THE Board of Investments (BOI) expects an upsurge in registered investments in the coming months, with 44 more projects worth P52.03 billion soon to be approved.
“The continued growth of investment is a testament to the country’s sound economic fundamentals and sustained investor confidence,” said Trade Undersecretary and BOI Managing Head Ceferino Rodolfo on Thursday.
“What we are seeing in the real sector that relies on fundamentals of the economy, the fundamental strengths of the economy, is that growth is being sustained or even accelerated,” Rodolfo said.
Evaluated and check listed by the BOI’s Industry Development Services, the projects for registration are in energy (P29.57 billion or 57 percent of total investment), manufacturing (P7.77 billion or 15 percent), agriculture (P6.58 billion or 12 percent), real estate (P6.37 billion or 12 percent), logistics or water transport (P1.07 billion or 2 percent), and other sectors (P665.30 million or 1 percent).
Trade Secretary and BOI Chairman Ramon Lopez said this development augurs well with the administration’s socioeconomic agenda of uplifting the lives of the Filipino people.
“More investments mean more jobs, ensuring economic development from the bottom of the pyramid,” he said.
Last month, the BOI reported that registered investment reached P51.03 billion in September 2016, up 193 percent from P17.41 billion a year earlier.
“The mass transport project for example, will be a big help to the commuting public while the renewable energy projects will improve and sustain the quality of life of the people,” he said.
Year-on-year basis, BOI-approved investment grew by 49 percent in the first nine months of the year at P286.44 billion from P192.39 billion in the same period last year.
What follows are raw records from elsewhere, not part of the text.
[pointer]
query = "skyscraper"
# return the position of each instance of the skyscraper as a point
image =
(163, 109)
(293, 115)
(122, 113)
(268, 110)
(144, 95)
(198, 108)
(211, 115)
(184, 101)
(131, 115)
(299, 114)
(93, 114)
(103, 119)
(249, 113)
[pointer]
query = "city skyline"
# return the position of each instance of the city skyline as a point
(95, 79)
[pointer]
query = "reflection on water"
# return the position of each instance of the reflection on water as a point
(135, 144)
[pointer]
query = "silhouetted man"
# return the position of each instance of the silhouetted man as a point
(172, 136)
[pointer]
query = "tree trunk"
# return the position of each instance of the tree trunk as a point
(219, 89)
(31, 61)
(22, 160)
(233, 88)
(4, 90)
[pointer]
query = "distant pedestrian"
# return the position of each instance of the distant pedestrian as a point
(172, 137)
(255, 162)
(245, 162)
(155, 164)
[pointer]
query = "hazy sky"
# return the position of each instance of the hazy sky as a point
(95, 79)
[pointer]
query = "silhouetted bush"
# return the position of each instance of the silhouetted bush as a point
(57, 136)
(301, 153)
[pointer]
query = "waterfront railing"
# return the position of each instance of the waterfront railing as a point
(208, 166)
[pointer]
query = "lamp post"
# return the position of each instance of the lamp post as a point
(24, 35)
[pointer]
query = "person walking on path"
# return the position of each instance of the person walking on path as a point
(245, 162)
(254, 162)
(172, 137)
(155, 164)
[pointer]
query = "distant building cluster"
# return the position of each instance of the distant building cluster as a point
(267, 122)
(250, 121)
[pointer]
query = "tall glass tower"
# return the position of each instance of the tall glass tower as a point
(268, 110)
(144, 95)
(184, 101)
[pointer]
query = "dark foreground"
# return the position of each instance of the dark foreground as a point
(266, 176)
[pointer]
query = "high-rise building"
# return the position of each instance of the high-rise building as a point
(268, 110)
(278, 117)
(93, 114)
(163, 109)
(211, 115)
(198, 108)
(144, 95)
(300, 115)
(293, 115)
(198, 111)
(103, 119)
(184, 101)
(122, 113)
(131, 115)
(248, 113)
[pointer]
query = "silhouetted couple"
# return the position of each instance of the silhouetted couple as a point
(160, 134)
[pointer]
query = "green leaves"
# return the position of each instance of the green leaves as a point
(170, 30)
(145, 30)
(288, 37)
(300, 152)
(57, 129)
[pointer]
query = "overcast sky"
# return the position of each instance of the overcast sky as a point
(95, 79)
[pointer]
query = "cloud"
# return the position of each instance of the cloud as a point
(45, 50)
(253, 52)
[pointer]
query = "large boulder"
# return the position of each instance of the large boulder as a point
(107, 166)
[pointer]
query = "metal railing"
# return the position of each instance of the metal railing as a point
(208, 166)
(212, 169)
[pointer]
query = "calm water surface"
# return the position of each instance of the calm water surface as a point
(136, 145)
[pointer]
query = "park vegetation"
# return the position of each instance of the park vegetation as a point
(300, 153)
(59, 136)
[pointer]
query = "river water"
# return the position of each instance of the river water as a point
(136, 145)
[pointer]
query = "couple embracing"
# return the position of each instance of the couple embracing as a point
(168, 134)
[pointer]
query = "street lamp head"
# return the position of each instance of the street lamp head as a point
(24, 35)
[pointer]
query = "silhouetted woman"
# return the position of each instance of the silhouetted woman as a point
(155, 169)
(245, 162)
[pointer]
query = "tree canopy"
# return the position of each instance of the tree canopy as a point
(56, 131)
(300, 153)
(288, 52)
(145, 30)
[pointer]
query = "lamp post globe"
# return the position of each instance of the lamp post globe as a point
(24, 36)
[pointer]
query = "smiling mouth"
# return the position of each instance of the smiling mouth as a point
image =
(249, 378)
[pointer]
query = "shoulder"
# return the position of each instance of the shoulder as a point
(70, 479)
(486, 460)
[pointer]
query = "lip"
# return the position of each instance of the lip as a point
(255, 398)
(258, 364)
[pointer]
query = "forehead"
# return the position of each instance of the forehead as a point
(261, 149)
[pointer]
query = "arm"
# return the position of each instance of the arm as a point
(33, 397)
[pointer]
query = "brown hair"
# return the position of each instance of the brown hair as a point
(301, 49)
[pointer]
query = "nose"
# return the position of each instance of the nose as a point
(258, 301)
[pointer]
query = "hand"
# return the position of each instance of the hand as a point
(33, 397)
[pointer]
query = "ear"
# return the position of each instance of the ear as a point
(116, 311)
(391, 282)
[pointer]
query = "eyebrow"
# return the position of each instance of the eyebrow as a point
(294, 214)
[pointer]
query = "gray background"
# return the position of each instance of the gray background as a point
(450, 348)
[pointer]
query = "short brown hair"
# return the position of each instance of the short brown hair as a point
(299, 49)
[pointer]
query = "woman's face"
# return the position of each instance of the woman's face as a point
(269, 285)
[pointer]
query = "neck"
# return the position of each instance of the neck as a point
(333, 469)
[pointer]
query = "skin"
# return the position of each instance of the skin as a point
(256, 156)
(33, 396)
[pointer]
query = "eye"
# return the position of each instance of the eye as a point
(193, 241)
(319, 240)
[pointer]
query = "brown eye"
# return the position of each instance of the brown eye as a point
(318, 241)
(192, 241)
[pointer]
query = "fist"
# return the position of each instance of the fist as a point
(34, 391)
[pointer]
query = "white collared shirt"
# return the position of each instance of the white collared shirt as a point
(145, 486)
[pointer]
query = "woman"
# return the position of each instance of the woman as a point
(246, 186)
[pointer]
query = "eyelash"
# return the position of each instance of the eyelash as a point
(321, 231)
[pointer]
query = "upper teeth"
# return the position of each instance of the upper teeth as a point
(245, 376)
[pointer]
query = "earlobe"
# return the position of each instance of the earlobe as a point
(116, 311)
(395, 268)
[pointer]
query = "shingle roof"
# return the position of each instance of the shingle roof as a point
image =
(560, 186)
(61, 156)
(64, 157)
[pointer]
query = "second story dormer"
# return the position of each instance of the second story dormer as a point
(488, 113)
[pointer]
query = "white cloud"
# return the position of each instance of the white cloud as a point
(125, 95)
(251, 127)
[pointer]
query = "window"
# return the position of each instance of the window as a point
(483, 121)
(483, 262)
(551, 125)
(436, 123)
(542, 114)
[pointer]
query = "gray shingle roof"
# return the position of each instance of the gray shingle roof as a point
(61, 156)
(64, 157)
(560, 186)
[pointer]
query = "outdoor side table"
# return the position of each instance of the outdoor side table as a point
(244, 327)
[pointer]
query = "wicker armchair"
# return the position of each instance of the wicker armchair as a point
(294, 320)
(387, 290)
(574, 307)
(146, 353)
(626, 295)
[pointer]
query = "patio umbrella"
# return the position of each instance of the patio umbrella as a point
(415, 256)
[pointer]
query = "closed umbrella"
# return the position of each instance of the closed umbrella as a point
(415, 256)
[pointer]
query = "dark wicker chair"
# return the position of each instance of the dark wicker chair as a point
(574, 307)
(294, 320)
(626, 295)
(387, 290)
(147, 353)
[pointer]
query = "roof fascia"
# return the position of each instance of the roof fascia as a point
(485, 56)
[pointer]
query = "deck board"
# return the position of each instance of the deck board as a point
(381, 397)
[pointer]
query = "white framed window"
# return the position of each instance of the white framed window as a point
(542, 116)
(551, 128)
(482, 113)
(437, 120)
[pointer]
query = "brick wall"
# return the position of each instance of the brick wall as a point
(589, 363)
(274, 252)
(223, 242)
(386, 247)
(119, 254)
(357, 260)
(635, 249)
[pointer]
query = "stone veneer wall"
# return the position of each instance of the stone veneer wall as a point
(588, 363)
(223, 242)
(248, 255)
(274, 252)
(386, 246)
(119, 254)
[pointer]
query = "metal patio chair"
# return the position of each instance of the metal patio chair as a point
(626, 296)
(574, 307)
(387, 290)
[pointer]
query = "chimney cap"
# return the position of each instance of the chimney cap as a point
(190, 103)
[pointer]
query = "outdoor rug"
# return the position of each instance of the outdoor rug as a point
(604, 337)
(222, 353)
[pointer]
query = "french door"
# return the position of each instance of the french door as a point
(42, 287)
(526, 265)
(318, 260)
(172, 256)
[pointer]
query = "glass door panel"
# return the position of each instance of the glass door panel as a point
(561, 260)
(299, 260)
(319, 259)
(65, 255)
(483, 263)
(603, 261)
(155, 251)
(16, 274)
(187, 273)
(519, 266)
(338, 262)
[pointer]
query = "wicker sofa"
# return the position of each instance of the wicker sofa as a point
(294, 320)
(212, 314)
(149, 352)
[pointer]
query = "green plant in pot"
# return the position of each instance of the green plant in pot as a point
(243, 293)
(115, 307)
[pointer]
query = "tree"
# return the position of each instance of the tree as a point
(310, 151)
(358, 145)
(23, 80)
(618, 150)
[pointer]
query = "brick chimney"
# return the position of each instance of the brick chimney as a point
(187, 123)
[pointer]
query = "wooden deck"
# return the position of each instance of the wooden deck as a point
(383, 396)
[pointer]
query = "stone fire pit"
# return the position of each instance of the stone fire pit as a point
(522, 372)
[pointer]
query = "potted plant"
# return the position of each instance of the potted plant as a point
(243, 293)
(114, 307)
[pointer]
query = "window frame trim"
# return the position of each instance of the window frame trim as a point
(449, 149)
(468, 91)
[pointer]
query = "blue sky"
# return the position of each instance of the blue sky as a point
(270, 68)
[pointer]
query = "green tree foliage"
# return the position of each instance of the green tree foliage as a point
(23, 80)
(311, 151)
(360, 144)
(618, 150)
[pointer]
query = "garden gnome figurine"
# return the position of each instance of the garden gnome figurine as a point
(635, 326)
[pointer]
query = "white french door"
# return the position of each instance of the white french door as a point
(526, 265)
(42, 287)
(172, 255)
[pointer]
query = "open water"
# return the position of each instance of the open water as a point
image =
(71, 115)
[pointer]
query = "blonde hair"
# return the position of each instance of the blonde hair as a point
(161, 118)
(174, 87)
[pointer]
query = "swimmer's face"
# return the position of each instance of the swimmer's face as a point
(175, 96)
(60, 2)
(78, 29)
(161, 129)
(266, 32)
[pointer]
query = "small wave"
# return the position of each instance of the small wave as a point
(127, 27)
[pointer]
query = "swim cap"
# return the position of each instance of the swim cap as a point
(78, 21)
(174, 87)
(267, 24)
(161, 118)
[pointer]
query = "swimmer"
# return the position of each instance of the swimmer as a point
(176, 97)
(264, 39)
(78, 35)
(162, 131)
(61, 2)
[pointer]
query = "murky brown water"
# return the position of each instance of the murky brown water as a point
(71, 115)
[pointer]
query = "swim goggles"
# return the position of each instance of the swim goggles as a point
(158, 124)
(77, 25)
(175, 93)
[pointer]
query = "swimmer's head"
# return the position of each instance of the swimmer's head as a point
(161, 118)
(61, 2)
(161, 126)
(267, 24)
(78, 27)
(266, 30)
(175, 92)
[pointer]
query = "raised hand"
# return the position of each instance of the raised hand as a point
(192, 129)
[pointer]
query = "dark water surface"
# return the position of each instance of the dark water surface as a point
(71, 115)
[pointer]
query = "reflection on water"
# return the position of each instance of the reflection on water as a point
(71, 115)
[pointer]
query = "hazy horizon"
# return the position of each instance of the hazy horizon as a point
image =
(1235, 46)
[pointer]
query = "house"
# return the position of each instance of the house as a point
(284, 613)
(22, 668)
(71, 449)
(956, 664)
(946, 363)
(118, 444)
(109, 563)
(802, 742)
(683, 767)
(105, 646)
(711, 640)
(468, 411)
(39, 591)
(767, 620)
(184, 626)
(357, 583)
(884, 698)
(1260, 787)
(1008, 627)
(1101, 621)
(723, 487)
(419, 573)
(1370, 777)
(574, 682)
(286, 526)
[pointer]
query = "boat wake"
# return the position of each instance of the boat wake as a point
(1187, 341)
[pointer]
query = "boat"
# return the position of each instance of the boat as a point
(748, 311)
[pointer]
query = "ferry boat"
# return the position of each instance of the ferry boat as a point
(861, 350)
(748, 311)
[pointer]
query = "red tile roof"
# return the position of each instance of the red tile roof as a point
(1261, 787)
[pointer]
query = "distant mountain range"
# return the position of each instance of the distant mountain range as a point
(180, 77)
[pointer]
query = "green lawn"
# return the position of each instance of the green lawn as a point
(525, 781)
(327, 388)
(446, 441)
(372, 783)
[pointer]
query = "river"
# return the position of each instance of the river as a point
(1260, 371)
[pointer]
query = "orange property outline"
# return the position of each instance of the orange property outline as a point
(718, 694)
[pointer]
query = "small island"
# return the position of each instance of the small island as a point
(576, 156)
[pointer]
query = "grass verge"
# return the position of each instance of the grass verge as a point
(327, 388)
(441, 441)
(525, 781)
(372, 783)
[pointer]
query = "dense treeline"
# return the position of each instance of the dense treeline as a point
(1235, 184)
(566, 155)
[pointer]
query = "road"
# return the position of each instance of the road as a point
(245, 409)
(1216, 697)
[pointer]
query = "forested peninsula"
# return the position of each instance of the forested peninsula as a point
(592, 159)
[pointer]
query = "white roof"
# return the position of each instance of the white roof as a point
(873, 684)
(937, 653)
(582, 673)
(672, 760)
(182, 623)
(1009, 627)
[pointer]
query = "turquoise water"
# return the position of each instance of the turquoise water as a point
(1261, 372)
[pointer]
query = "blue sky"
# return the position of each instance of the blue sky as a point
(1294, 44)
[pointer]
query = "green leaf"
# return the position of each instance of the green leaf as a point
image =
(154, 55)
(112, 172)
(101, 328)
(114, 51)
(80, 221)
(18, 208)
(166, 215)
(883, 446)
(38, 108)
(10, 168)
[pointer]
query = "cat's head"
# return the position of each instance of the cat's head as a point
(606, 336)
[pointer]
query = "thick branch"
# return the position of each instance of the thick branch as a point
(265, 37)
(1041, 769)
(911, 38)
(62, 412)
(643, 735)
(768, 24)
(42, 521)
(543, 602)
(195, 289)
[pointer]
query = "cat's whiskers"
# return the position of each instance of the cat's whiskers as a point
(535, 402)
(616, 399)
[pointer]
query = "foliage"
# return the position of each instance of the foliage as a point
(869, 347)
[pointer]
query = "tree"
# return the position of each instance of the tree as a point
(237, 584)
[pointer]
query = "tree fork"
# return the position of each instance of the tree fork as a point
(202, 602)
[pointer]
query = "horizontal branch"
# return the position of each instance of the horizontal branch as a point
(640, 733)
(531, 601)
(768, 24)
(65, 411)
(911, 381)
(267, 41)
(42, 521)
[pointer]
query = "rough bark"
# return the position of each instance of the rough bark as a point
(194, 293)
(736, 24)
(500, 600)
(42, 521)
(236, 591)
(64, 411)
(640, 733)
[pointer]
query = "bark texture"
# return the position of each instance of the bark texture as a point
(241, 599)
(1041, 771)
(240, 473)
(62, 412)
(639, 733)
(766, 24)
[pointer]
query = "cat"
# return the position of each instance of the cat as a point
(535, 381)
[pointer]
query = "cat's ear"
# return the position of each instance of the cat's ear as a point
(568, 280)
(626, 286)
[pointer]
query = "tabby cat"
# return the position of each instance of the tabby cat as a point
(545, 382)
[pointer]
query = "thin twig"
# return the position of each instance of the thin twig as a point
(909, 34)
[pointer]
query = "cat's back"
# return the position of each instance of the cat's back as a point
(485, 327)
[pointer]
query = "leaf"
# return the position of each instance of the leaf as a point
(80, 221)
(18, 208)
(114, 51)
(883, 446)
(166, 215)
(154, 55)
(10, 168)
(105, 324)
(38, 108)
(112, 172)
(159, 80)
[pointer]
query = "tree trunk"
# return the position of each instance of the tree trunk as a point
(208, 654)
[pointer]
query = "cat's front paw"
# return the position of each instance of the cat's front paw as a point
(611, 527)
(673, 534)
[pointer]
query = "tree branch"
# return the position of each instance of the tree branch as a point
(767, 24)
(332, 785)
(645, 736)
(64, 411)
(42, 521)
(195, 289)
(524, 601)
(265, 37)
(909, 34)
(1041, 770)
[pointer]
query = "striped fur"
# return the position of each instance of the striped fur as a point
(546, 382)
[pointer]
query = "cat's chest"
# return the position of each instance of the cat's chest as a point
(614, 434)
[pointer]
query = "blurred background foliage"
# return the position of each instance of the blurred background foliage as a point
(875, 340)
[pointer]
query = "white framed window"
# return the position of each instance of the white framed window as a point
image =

The investment pledges were generated from 255 projects with an estimated job generation of 46,716.
The largest share of approved investments in January to September 2016 is in the power sector which accounted for 48 percent of the total approved during the period.
The other sectors with major investments approved were construction (P62.27 billion or 22 percent), real estate including mass housing (P36.68 billion or 13-percent), manufacturing (P21.02 billion or 7 percent share), and transportation and storage (P14.31 billion or 5 percent).
Topping the list of foreign country investors in the first nine months is Singapore with investments worth P12.90 billion or 26-percent of total approved foreign investments. Netherlands came in second at P8.00 billion or 16 percent, followed by Japan at P6.83 billion or 14 percent), South Korea at P6.42 billion (13 percent), and United Kingdom at P2.34 billion (5 percent). The balance was accounted for by British Virgin Islands, Germany, US, India, China, Canada and Taiwan.
While the National Capital Region topped the list investment worth P74.13 billion or 26-percent of the total, other regions also received substantial placements, particularly Region 3 with P45.16 billion or 16 percent of the total.
Significant investments were also placed in Region IVA (P32.95 billion or 11-percent), Region VII (P20.78 billion or 7 percent), and Negros Island Region (P19.26 billion or 7 percent).